ANNA MARIA -- The Anna Maria Commission will move forward with the refurbishment of one of its beloved landmarks, the Anna Maria City Pier.
The vote was 4-1 during last Thursday's city commission meeting to green light the project. Anna Maria Commissioner Nancy Yetter dissented.
A $59,780 survey by the Royal Palm Beach-based Bridge Design Associates for the city estimated in early February repairing the pier would cost between $1.4 million and $1.7 million. The highly anticipated draft study conducted in July included inspections above and below water.
According to Anna Maria Mayor Dan Murphy, officials had three choices involving the pier.
"One was to do nothing, which the pier according to the engineer would last an
other five years, barring a storm," he said Monday. "And then refurbishing or replacing were two other options left on the table."
By refurbishing, Murphy said officials will be able to keep the City Pier Restaurant at the end of the pier, as well as the bait house.
"If we tear the pier down and start all over, in all likelihood we would not be able to get a permit to put a restaurant out there, due to various federal regulations," the mayor said. "With that in mind, we want to keep our restaurant, we want to keep our bait house. It's part of the ambiance of the pier ... just to have a plain pier sticking out in Tampa Bay with nothing at the end of it other than a place to fish, that did not appeal."
Mayor Murphy said he recommended strongly to the commission they consider rehabilitation over tearing the pier down and rebuilding. He said he will be meeting with Mario Schoenfelder, the tenant of the City Pier Restaurant, this month to discuss the project.
"The decision to replace or rehabilitate is always a difficult choice. Replacement of the entire structure will take the pier out of public use for at least a year during the demolition and reconstruction," the report from Bridge Design Associates states. "Rehabilitation will take portions of the pier out of public use for nine to 12 months."
The firm's assessment concludes the T-head pier around City Pier Restaurant and bait shop/concession area significantly more deteriorated and in poor condition.

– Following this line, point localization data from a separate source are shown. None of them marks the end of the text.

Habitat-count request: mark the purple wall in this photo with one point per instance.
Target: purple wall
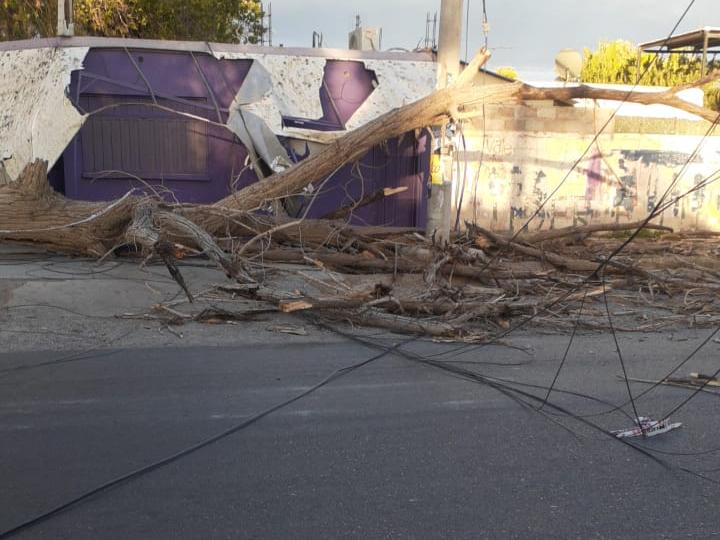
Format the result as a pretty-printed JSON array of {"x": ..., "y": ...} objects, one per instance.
[
  {"x": 195, "y": 160},
  {"x": 199, "y": 162}
]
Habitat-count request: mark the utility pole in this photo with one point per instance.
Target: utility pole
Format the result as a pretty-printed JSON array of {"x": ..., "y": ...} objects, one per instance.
[
  {"x": 66, "y": 26},
  {"x": 448, "y": 68}
]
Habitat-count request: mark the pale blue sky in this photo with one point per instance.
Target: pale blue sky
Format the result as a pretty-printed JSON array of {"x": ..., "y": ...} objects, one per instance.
[{"x": 523, "y": 33}]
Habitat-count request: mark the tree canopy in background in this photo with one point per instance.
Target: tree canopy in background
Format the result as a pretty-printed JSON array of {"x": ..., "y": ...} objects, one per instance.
[
  {"x": 616, "y": 62},
  {"x": 229, "y": 21}
]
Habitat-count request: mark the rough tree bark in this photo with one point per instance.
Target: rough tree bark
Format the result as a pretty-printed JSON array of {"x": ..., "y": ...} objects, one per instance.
[{"x": 30, "y": 211}]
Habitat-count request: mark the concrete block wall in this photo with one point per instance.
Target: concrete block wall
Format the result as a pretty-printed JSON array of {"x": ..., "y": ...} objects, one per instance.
[{"x": 518, "y": 154}]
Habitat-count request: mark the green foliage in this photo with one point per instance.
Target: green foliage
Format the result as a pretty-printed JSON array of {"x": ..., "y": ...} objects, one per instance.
[
  {"x": 616, "y": 62},
  {"x": 507, "y": 72},
  {"x": 228, "y": 21}
]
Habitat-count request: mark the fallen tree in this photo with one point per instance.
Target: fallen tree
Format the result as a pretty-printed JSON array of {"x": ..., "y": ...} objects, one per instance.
[{"x": 235, "y": 237}]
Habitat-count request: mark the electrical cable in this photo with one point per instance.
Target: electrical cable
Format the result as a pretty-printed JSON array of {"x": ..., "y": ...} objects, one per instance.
[
  {"x": 543, "y": 203},
  {"x": 341, "y": 372}
]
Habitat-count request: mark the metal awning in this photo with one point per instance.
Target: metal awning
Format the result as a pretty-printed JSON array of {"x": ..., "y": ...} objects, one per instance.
[
  {"x": 703, "y": 41},
  {"x": 695, "y": 40}
]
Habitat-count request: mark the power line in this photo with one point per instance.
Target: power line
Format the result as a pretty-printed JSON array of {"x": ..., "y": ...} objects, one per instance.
[{"x": 142, "y": 471}]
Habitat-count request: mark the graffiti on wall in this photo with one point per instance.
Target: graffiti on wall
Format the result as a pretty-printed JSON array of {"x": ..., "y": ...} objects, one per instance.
[{"x": 621, "y": 182}]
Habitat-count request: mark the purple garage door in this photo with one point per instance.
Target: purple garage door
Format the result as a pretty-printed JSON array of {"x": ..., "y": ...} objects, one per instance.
[
  {"x": 134, "y": 141},
  {"x": 135, "y": 134}
]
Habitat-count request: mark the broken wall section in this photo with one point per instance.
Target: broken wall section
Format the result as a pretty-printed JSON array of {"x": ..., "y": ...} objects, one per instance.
[{"x": 37, "y": 120}]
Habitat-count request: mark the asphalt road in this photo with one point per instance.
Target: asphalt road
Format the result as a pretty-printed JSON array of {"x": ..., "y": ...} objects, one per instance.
[{"x": 394, "y": 449}]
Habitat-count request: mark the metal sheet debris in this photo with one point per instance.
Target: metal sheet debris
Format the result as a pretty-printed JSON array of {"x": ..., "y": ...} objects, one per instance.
[{"x": 646, "y": 427}]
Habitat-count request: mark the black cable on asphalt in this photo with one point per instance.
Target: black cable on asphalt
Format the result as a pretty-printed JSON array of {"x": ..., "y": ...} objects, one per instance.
[
  {"x": 478, "y": 378},
  {"x": 110, "y": 484}
]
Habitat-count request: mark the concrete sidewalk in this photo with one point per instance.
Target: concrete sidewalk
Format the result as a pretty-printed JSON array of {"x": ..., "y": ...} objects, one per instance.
[{"x": 50, "y": 302}]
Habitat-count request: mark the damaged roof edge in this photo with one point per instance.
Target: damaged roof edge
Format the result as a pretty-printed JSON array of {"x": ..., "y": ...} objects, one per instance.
[{"x": 210, "y": 48}]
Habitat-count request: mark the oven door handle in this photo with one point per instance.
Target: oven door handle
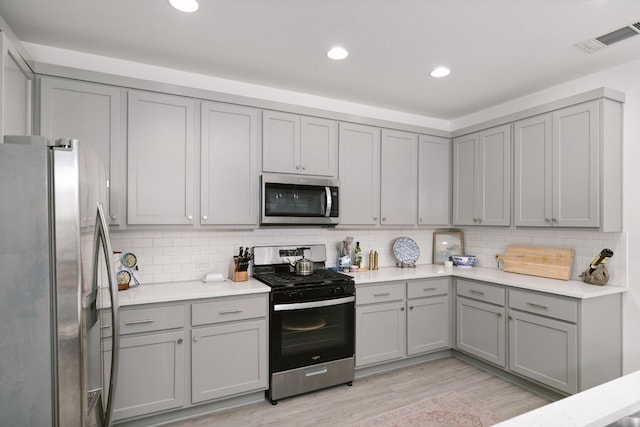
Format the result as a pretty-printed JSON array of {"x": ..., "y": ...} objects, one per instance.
[{"x": 313, "y": 304}]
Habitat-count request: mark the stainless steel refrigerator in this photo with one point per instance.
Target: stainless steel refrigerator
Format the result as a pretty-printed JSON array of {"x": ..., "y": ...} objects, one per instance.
[{"x": 56, "y": 278}]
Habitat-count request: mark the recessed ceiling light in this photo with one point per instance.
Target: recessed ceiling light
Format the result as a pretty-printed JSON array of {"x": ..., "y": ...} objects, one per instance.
[
  {"x": 440, "y": 72},
  {"x": 337, "y": 53},
  {"x": 185, "y": 5}
]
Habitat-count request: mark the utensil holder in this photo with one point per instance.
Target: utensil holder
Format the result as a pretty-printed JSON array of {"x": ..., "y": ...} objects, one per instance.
[{"x": 238, "y": 271}]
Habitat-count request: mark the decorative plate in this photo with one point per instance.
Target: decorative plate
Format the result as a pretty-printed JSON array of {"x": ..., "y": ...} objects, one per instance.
[{"x": 406, "y": 250}]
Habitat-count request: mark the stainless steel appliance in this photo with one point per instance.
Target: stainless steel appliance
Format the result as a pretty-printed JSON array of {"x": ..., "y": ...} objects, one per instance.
[
  {"x": 293, "y": 199},
  {"x": 311, "y": 321},
  {"x": 56, "y": 264}
]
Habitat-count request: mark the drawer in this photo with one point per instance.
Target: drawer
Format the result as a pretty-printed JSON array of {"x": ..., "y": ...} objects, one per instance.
[
  {"x": 151, "y": 319},
  {"x": 427, "y": 288},
  {"x": 544, "y": 304},
  {"x": 228, "y": 310},
  {"x": 379, "y": 293},
  {"x": 481, "y": 291}
]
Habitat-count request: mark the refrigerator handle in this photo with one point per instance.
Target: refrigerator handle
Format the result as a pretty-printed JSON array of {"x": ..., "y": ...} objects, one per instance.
[{"x": 102, "y": 236}]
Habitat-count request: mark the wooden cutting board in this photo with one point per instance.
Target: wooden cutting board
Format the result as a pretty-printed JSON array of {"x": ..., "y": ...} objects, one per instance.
[{"x": 554, "y": 263}]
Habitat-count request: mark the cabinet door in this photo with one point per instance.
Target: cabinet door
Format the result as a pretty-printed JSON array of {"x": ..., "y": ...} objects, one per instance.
[
  {"x": 576, "y": 174},
  {"x": 160, "y": 159},
  {"x": 434, "y": 180},
  {"x": 465, "y": 151},
  {"x": 399, "y": 178},
  {"x": 532, "y": 171},
  {"x": 380, "y": 332},
  {"x": 229, "y": 164},
  {"x": 280, "y": 142},
  {"x": 90, "y": 113},
  {"x": 493, "y": 196},
  {"x": 228, "y": 359},
  {"x": 16, "y": 82},
  {"x": 318, "y": 147},
  {"x": 359, "y": 174},
  {"x": 428, "y": 324},
  {"x": 481, "y": 330},
  {"x": 544, "y": 350},
  {"x": 150, "y": 374}
]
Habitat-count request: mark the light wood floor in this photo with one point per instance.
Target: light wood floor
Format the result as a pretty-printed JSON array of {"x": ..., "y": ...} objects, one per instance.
[{"x": 343, "y": 405}]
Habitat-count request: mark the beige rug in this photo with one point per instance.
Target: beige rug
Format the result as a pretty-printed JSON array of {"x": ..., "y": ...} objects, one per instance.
[{"x": 450, "y": 409}]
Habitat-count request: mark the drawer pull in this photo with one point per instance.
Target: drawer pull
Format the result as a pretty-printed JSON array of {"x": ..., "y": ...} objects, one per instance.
[
  {"x": 137, "y": 322},
  {"x": 536, "y": 305}
]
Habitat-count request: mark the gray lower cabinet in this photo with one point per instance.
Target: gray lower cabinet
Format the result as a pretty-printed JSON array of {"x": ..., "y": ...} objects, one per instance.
[
  {"x": 228, "y": 347},
  {"x": 151, "y": 373},
  {"x": 544, "y": 349},
  {"x": 564, "y": 343},
  {"x": 480, "y": 330},
  {"x": 401, "y": 319},
  {"x": 428, "y": 316},
  {"x": 380, "y": 323}
]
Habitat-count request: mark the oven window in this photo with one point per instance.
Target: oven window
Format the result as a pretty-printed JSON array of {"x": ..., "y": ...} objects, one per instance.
[
  {"x": 312, "y": 335},
  {"x": 293, "y": 200}
]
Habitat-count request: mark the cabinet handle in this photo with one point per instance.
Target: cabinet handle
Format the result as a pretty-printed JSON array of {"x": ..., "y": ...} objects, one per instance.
[
  {"x": 536, "y": 305},
  {"x": 138, "y": 322},
  {"x": 234, "y": 310}
]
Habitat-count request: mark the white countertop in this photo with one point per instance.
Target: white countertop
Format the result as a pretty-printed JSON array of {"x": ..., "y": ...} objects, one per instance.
[
  {"x": 598, "y": 406},
  {"x": 570, "y": 288},
  {"x": 177, "y": 291}
]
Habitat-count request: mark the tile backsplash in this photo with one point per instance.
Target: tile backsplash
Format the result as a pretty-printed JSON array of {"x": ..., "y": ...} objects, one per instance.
[{"x": 174, "y": 255}]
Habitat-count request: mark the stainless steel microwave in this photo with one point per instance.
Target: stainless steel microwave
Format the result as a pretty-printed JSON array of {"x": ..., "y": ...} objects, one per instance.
[{"x": 295, "y": 199}]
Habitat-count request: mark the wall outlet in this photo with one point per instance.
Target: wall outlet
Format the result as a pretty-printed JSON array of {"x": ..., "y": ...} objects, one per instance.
[{"x": 202, "y": 262}]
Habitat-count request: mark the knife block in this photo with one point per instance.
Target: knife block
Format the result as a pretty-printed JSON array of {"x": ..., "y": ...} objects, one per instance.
[{"x": 237, "y": 273}]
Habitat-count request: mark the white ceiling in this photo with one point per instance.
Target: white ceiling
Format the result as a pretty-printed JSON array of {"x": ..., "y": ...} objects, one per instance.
[{"x": 498, "y": 50}]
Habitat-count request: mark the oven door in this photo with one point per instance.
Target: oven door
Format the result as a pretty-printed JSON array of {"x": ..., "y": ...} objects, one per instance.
[{"x": 307, "y": 333}]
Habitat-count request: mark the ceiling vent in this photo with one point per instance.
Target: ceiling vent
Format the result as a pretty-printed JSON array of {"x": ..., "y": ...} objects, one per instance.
[{"x": 610, "y": 38}]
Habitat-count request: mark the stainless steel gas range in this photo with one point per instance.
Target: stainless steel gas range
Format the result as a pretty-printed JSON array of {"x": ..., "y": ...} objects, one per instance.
[{"x": 311, "y": 320}]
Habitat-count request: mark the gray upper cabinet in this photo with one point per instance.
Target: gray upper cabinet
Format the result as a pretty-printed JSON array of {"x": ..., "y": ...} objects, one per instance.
[
  {"x": 564, "y": 176},
  {"x": 161, "y": 146},
  {"x": 482, "y": 177},
  {"x": 399, "y": 178},
  {"x": 229, "y": 164},
  {"x": 556, "y": 168},
  {"x": 434, "y": 180},
  {"x": 299, "y": 144},
  {"x": 91, "y": 113},
  {"x": 359, "y": 174},
  {"x": 16, "y": 83}
]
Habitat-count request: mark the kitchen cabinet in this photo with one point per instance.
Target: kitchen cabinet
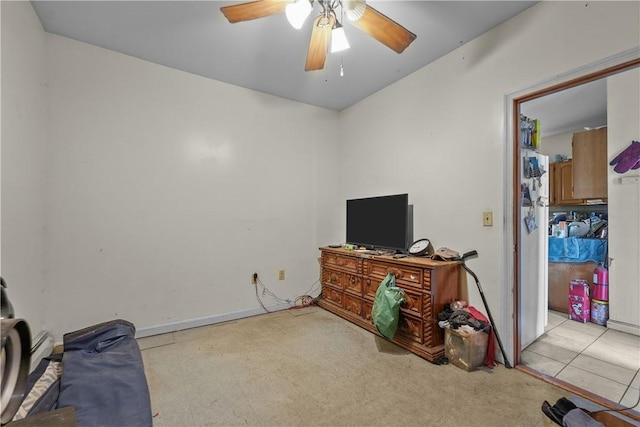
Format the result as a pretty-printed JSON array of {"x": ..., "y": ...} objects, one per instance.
[
  {"x": 561, "y": 184},
  {"x": 590, "y": 164}
]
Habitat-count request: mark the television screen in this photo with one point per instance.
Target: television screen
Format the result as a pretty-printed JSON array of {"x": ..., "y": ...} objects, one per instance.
[{"x": 378, "y": 222}]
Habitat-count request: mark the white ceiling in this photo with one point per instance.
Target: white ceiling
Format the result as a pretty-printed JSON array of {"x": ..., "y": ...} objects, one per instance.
[
  {"x": 267, "y": 54},
  {"x": 571, "y": 109}
]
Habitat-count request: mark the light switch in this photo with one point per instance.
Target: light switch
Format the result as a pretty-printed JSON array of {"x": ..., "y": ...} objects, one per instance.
[{"x": 487, "y": 219}]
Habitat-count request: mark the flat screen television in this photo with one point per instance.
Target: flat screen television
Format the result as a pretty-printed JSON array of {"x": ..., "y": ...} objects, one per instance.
[{"x": 379, "y": 222}]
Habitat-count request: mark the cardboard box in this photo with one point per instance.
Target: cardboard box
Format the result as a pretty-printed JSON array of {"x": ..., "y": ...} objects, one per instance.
[{"x": 465, "y": 349}]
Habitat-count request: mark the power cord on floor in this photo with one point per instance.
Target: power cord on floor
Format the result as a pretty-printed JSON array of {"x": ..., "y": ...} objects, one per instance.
[{"x": 302, "y": 301}]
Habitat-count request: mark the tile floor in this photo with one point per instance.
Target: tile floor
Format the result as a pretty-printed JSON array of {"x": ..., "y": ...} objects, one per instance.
[{"x": 589, "y": 356}]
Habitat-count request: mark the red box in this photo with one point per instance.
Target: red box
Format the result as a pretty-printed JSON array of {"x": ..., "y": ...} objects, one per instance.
[{"x": 579, "y": 304}]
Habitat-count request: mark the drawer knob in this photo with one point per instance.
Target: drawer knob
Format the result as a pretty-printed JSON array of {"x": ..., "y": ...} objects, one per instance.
[{"x": 395, "y": 272}]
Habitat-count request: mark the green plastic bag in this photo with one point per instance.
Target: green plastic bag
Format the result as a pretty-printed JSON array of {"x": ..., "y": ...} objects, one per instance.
[{"x": 386, "y": 306}]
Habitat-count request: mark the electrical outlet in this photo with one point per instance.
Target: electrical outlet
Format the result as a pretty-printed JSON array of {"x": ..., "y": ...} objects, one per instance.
[{"x": 487, "y": 219}]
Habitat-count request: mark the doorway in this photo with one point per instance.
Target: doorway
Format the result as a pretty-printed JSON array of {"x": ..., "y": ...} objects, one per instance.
[{"x": 600, "y": 71}]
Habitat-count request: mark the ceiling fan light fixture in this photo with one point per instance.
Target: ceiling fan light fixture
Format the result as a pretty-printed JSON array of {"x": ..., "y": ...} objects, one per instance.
[
  {"x": 339, "y": 40},
  {"x": 298, "y": 12},
  {"x": 354, "y": 9}
]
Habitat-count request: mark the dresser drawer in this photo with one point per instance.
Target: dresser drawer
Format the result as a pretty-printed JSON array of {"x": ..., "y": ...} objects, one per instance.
[
  {"x": 352, "y": 283},
  {"x": 352, "y": 304},
  {"x": 405, "y": 275},
  {"x": 345, "y": 263},
  {"x": 426, "y": 279},
  {"x": 332, "y": 296},
  {"x": 333, "y": 278},
  {"x": 413, "y": 301},
  {"x": 432, "y": 332}
]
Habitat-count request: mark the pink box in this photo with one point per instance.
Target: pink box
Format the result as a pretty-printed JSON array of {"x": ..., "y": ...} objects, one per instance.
[{"x": 579, "y": 304}]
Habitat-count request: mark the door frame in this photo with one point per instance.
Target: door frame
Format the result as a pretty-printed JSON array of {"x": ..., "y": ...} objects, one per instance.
[{"x": 511, "y": 274}]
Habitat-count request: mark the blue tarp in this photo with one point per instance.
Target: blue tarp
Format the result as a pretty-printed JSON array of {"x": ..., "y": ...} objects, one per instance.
[{"x": 574, "y": 249}]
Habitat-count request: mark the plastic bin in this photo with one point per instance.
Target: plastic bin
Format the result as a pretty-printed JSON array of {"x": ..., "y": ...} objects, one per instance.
[
  {"x": 465, "y": 349},
  {"x": 579, "y": 302}
]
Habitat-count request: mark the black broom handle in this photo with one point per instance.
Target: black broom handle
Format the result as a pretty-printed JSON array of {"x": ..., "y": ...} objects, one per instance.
[{"x": 473, "y": 254}]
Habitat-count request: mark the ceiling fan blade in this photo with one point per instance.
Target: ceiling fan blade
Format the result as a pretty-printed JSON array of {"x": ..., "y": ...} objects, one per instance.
[
  {"x": 320, "y": 39},
  {"x": 253, "y": 10},
  {"x": 385, "y": 30}
]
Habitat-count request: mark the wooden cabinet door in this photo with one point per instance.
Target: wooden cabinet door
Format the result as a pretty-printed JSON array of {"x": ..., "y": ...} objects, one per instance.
[
  {"x": 590, "y": 164},
  {"x": 564, "y": 185},
  {"x": 553, "y": 184}
]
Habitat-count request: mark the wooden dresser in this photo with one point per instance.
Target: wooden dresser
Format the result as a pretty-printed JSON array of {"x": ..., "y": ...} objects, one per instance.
[{"x": 350, "y": 281}]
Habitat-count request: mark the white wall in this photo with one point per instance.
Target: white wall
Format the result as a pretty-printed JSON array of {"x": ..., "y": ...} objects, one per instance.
[
  {"x": 557, "y": 144},
  {"x": 23, "y": 162},
  {"x": 166, "y": 191},
  {"x": 439, "y": 134},
  {"x": 623, "y": 111}
]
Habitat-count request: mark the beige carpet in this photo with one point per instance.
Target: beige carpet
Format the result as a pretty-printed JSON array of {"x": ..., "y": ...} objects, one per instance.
[{"x": 309, "y": 367}]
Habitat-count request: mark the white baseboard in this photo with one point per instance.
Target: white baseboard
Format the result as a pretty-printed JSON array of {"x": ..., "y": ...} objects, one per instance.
[
  {"x": 41, "y": 346},
  {"x": 204, "y": 321},
  {"x": 623, "y": 327}
]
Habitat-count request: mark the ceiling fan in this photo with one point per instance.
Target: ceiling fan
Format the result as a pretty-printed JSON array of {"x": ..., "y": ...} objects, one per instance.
[{"x": 326, "y": 25}]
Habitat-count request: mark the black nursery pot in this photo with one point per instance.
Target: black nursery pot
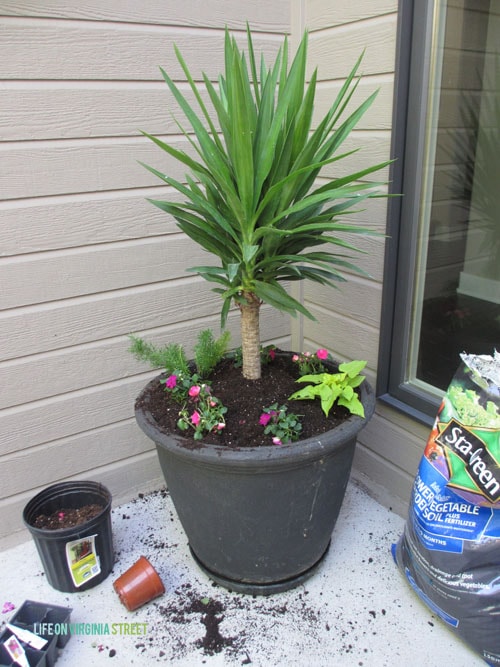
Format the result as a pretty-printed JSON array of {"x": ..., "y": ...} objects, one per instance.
[
  {"x": 258, "y": 520},
  {"x": 80, "y": 557}
]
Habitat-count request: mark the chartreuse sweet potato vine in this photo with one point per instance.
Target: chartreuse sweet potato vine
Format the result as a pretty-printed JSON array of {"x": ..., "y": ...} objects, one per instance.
[
  {"x": 335, "y": 388},
  {"x": 251, "y": 194}
]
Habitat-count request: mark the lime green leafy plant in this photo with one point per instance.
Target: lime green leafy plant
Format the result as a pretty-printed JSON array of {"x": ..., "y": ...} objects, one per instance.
[
  {"x": 335, "y": 387},
  {"x": 251, "y": 192}
]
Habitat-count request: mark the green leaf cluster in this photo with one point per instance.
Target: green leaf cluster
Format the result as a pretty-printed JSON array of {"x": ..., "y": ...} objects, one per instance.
[
  {"x": 171, "y": 357},
  {"x": 208, "y": 351},
  {"x": 335, "y": 387},
  {"x": 251, "y": 192}
]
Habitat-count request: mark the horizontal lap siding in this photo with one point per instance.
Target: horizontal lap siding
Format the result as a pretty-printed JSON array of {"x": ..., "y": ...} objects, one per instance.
[
  {"x": 348, "y": 319},
  {"x": 85, "y": 260}
]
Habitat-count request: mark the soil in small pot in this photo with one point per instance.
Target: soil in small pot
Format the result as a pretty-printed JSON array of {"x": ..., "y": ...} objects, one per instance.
[
  {"x": 245, "y": 400},
  {"x": 67, "y": 518}
]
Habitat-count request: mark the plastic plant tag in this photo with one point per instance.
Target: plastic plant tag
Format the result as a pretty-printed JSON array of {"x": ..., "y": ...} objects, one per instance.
[
  {"x": 16, "y": 651},
  {"x": 27, "y": 637},
  {"x": 83, "y": 561}
]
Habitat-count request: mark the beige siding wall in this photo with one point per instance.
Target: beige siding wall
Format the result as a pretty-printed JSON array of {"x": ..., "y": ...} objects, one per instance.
[
  {"x": 84, "y": 259},
  {"x": 348, "y": 323}
]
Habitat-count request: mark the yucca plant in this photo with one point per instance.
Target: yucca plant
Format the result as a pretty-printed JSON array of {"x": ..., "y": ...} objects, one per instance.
[{"x": 251, "y": 194}]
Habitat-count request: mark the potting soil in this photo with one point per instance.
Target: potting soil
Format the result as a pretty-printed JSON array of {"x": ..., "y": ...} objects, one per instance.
[{"x": 450, "y": 548}]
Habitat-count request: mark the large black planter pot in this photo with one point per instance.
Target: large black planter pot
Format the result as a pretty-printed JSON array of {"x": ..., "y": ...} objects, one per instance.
[{"x": 258, "y": 520}]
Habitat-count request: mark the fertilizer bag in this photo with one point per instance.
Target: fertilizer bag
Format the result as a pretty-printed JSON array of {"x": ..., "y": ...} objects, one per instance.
[{"x": 450, "y": 547}]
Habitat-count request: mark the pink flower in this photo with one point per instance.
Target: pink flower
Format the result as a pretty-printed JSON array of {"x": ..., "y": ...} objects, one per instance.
[
  {"x": 264, "y": 419},
  {"x": 171, "y": 381}
]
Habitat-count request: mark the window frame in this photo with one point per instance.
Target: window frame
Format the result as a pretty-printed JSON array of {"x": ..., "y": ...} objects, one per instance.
[{"x": 413, "y": 67}]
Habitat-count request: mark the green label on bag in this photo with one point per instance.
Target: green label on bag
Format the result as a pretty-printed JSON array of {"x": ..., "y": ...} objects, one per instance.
[
  {"x": 468, "y": 454},
  {"x": 83, "y": 561}
]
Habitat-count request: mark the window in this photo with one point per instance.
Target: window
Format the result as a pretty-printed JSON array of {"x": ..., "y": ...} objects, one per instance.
[{"x": 443, "y": 264}]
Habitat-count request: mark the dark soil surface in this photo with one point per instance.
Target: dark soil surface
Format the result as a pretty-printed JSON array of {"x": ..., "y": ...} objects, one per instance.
[
  {"x": 67, "y": 518},
  {"x": 245, "y": 400}
]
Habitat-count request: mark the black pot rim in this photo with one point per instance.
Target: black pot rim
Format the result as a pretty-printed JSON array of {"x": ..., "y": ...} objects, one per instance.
[
  {"x": 294, "y": 453},
  {"x": 33, "y": 507}
]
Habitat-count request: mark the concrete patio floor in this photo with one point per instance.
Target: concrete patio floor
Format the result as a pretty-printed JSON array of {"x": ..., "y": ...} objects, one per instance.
[{"x": 357, "y": 610}]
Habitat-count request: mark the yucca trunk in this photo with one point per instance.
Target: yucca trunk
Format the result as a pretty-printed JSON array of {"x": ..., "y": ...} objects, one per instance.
[{"x": 250, "y": 337}]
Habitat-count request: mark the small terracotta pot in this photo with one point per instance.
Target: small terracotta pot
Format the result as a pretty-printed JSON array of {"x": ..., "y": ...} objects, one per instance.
[{"x": 139, "y": 584}]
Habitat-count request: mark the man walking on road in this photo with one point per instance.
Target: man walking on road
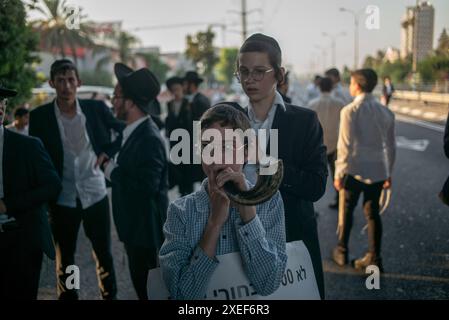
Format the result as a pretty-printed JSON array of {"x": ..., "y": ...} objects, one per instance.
[
  {"x": 139, "y": 175},
  {"x": 75, "y": 133},
  {"x": 365, "y": 156}
]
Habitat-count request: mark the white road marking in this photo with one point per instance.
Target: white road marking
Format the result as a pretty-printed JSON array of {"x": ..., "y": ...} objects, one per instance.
[
  {"x": 420, "y": 123},
  {"x": 416, "y": 145}
]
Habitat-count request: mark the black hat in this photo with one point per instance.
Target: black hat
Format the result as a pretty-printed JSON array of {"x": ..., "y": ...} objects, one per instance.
[
  {"x": 193, "y": 77},
  {"x": 173, "y": 80},
  {"x": 141, "y": 86},
  {"x": 7, "y": 93},
  {"x": 263, "y": 39}
]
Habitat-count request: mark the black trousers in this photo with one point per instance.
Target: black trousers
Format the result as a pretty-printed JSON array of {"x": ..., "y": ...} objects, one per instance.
[
  {"x": 20, "y": 266},
  {"x": 331, "y": 157},
  {"x": 65, "y": 223},
  {"x": 140, "y": 261},
  {"x": 371, "y": 195}
]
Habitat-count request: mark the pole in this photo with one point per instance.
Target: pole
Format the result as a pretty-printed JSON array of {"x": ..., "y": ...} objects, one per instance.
[
  {"x": 244, "y": 25},
  {"x": 356, "y": 42}
]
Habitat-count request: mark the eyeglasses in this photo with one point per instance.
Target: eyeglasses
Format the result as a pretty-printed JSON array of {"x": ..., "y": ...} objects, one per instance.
[
  {"x": 114, "y": 97},
  {"x": 226, "y": 147},
  {"x": 256, "y": 74}
]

The report notes "fairly uniform and consistent weathering, shrinking, shakes, checks and splits throughout the area," as well as a large number of the deck boards that were installed heart-side up.
"This promotes decay as it allows standing water to get trapped on the deck surface and accelerates the decay of the wood," the report reads.
Yetter did not immediately reply to a request for comment Monday.
"To me, number one is you can't replace a historical pier," Commissioner Dale Woodland told the Herald Monday. "The way the rules are, it can't be rebuilt to look like it used to and that's a big deal. It's not just from the standpoint that we can't have the restaurant rebuilt, but we would totally lose a historic pier. It was built in 1910 and finished in 1911, and it's very historic."
Woodland said, from the historic and restaurant perspectives, it was a pretty simple decision to make.